在真武门当“主管”的日子,安逸得让云袖有些发痒。

        每天的工作就是喝喝茶,看看报表,偶尔召见一下手下的师妹们,听她们汇报哪个真武门的弟子又在“疗伤”过程中弄伤了腰,哪个长老又想预定下个月的“包月服务”。

        这种平静祥和的日子,对于一个不久前还在魔道宗门里刀口舔血、与元婴真君斗智斗勇的人来说,实在是有些……无聊。

        她心中那颗躁动不安的种子,又开始蠢蠢欲动了。

        自从逃出合欢宗,那门能隐蔽天机的秘法就一直在她身上被动地运转着。

        虽然这让她免去了被天道清算的风险,但也意味着她无法再去主动寻找那些身负大气运的“主角”,无法再通过《阴阳同天典》去窃取他们那宏大而美味的气运。

        这感觉就像一个饕餮食客,明明守着一桌绝世盛宴,却被告知只能看不能吃,简直是天底下最残忍的酷刑。

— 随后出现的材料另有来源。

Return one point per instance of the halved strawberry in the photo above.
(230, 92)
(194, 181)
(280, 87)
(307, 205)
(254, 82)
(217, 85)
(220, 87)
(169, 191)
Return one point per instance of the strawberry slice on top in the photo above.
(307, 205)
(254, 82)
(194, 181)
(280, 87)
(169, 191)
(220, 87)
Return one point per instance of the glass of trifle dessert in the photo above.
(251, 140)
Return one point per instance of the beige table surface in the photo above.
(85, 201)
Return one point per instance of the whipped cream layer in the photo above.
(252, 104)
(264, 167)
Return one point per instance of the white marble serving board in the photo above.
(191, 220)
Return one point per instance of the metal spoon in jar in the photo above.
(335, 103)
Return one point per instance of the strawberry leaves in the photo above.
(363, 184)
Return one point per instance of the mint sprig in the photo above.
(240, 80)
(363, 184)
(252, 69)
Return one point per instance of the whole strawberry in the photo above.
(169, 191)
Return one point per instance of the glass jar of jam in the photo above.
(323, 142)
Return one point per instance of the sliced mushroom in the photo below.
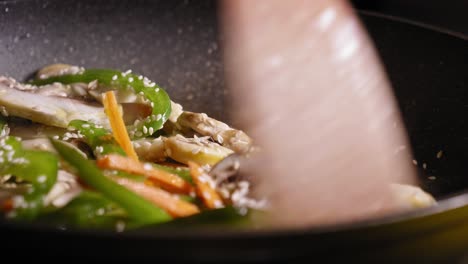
(231, 138)
(53, 111)
(411, 197)
(42, 144)
(199, 150)
(58, 70)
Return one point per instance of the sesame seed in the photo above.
(147, 166)
(41, 179)
(218, 204)
(100, 211)
(120, 226)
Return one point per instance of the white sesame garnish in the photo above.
(41, 179)
(147, 166)
(120, 226)
(100, 211)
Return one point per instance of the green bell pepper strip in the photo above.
(137, 207)
(158, 98)
(88, 210)
(39, 168)
(97, 137)
(181, 172)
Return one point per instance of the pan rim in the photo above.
(452, 202)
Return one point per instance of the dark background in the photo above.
(449, 14)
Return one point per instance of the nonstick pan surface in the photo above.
(176, 43)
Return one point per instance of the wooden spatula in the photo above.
(307, 84)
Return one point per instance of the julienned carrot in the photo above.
(165, 180)
(165, 200)
(119, 130)
(210, 197)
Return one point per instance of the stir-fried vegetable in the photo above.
(162, 178)
(118, 127)
(205, 188)
(124, 82)
(38, 168)
(118, 153)
(100, 148)
(137, 208)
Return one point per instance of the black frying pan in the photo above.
(176, 44)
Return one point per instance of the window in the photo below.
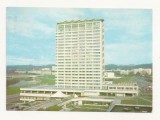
(82, 26)
(67, 27)
(60, 28)
(88, 26)
(74, 27)
(96, 25)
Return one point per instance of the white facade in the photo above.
(80, 54)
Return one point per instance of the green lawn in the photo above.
(46, 79)
(137, 101)
(54, 108)
(118, 108)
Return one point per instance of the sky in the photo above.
(31, 34)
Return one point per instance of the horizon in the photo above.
(31, 34)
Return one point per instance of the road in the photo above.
(43, 105)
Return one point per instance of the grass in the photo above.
(118, 108)
(46, 79)
(53, 108)
(136, 101)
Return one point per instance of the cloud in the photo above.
(12, 60)
(128, 53)
(31, 33)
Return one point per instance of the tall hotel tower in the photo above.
(80, 54)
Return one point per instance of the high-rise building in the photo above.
(80, 54)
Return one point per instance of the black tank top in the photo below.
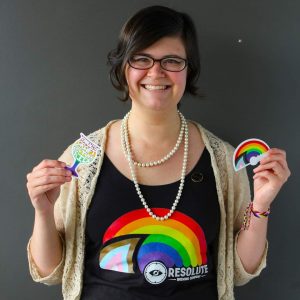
(131, 256)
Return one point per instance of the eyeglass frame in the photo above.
(158, 60)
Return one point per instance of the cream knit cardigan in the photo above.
(75, 197)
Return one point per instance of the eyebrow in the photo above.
(165, 56)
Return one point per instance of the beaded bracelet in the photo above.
(257, 214)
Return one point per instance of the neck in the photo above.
(154, 128)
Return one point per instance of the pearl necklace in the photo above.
(166, 157)
(128, 155)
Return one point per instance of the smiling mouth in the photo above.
(150, 87)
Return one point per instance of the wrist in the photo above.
(261, 207)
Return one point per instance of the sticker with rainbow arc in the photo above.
(135, 240)
(249, 152)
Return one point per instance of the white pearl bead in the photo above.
(127, 151)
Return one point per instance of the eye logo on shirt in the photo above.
(175, 249)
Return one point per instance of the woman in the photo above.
(163, 219)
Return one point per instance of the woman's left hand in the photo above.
(269, 177)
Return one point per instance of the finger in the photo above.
(274, 165)
(277, 151)
(50, 172)
(48, 180)
(265, 174)
(49, 163)
(44, 188)
(279, 157)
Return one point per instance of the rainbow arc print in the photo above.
(249, 152)
(136, 237)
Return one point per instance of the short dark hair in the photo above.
(145, 28)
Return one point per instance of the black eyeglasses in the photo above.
(169, 63)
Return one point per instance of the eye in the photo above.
(173, 61)
(155, 272)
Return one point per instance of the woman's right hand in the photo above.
(43, 184)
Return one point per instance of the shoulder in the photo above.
(212, 141)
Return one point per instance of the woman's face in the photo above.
(157, 88)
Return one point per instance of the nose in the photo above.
(156, 70)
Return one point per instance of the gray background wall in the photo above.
(54, 84)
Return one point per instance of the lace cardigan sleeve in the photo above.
(242, 196)
(56, 276)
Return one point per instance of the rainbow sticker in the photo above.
(136, 237)
(249, 152)
(84, 151)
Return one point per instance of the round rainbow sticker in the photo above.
(136, 237)
(249, 152)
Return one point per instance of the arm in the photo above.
(269, 177)
(46, 245)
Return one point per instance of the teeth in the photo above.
(155, 87)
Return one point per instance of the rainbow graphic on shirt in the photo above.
(136, 237)
(249, 152)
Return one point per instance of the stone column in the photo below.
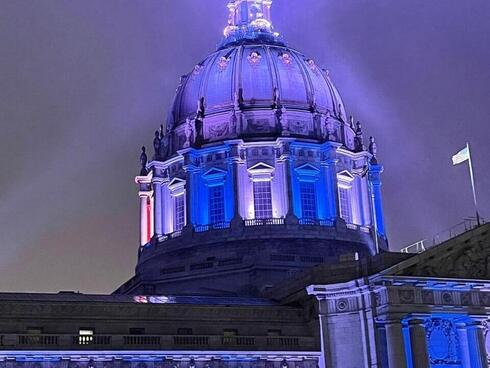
(418, 344)
(189, 168)
(464, 345)
(329, 164)
(158, 205)
(395, 345)
(322, 317)
(287, 161)
(330, 172)
(145, 225)
(476, 343)
(235, 162)
(374, 177)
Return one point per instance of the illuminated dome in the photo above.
(259, 174)
(257, 76)
(254, 85)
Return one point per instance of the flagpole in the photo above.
(473, 184)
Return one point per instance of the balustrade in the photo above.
(65, 342)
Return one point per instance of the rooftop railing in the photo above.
(181, 342)
(443, 236)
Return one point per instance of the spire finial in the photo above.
(249, 20)
(143, 162)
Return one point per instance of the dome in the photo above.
(256, 76)
(259, 175)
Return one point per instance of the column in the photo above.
(158, 205)
(464, 345)
(395, 345)
(322, 318)
(145, 217)
(330, 172)
(476, 343)
(235, 161)
(190, 192)
(418, 344)
(287, 162)
(375, 172)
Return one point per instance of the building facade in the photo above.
(262, 240)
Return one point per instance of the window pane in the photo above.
(345, 209)
(262, 199)
(179, 219)
(216, 204)
(308, 200)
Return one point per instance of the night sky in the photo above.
(83, 84)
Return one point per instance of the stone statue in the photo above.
(373, 150)
(340, 112)
(359, 139)
(236, 101)
(200, 108)
(188, 129)
(157, 142)
(233, 122)
(313, 103)
(283, 119)
(143, 162)
(276, 99)
(330, 130)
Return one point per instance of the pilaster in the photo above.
(418, 344)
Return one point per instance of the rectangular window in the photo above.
(262, 199)
(179, 219)
(85, 336)
(308, 200)
(216, 204)
(345, 208)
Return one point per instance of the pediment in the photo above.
(466, 256)
(345, 175)
(214, 173)
(308, 169)
(176, 182)
(261, 167)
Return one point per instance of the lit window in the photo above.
(262, 199)
(345, 207)
(216, 204)
(308, 200)
(179, 214)
(85, 337)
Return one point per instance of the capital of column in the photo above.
(375, 172)
(145, 194)
(416, 322)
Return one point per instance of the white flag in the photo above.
(461, 156)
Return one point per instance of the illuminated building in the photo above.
(262, 240)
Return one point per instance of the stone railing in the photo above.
(180, 342)
(263, 222)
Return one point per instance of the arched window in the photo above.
(261, 176)
(308, 200)
(262, 199)
(217, 204)
(345, 184)
(179, 213)
(177, 188)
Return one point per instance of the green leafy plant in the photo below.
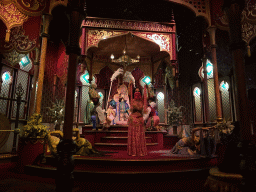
(34, 127)
(175, 114)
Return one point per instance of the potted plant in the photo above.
(31, 141)
(174, 116)
(56, 113)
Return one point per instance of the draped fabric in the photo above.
(136, 131)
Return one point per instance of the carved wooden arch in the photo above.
(55, 3)
(165, 40)
(199, 7)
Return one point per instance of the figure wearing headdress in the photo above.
(111, 113)
(136, 129)
(97, 113)
(151, 117)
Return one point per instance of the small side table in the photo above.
(223, 182)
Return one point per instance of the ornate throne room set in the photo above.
(71, 72)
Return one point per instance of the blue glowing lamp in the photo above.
(25, 61)
(86, 77)
(146, 80)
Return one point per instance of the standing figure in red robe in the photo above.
(136, 130)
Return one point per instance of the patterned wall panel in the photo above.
(160, 106)
(159, 78)
(137, 74)
(5, 89)
(225, 98)
(23, 78)
(84, 99)
(198, 104)
(103, 78)
(212, 104)
(48, 86)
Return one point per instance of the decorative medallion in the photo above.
(94, 36)
(63, 70)
(163, 40)
(30, 7)
(248, 31)
(13, 57)
(18, 41)
(12, 17)
(4, 125)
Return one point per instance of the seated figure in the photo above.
(187, 146)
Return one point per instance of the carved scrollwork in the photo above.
(13, 57)
(19, 41)
(11, 17)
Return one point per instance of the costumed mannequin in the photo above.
(122, 92)
(123, 109)
(151, 117)
(97, 112)
(136, 130)
(89, 108)
(111, 113)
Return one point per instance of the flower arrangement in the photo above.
(34, 127)
(174, 114)
(56, 112)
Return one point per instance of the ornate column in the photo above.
(46, 22)
(83, 47)
(33, 92)
(66, 148)
(206, 97)
(233, 10)
(212, 31)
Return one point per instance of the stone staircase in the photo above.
(115, 138)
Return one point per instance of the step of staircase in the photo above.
(116, 136)
(121, 146)
(118, 139)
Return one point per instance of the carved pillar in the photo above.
(212, 31)
(206, 96)
(233, 10)
(46, 22)
(33, 91)
(83, 47)
(165, 104)
(54, 86)
(66, 148)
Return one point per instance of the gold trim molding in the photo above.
(11, 17)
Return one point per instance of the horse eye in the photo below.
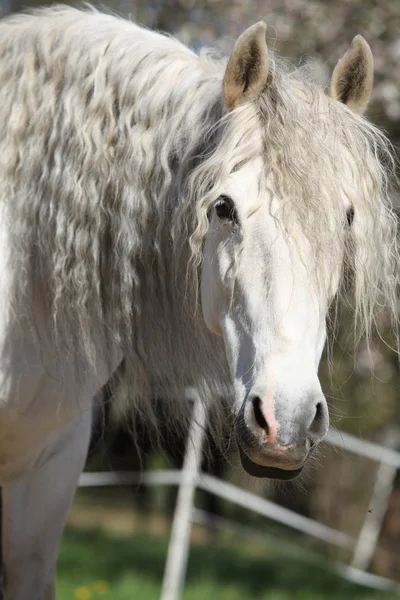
(350, 216)
(225, 209)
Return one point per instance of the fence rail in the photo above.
(191, 478)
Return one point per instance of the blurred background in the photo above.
(116, 542)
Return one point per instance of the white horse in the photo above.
(192, 215)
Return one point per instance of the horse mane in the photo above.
(114, 143)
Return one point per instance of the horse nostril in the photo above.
(318, 423)
(258, 415)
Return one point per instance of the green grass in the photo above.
(126, 569)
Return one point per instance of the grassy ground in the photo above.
(95, 565)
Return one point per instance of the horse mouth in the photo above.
(256, 470)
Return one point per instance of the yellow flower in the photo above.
(83, 593)
(101, 587)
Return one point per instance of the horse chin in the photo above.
(260, 471)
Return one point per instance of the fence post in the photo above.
(178, 548)
(370, 530)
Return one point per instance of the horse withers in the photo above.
(195, 217)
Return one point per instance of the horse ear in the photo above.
(247, 70)
(352, 77)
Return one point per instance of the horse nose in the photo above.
(308, 423)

        “唉……”云袖毫无形象地翘着二郎腿,晃荡着白生生的小脚丫,在识海中唉声叹气,“玄断前辈,你说我这秘法到底要运到什么时候啊?天道那么忙,每天要管那么多人,应该早就把我忘了吧?我什么时候才能再开张啊?”

        回应她的,是又一道熟悉的乌光。

        “咚!”

        “哎哟!又打!”云袖捂着脑门上新添的第三个包,疼得眼泪汪汪。现在她额头上左中右三个包,看起来就像个顶着犄角的小牛犊。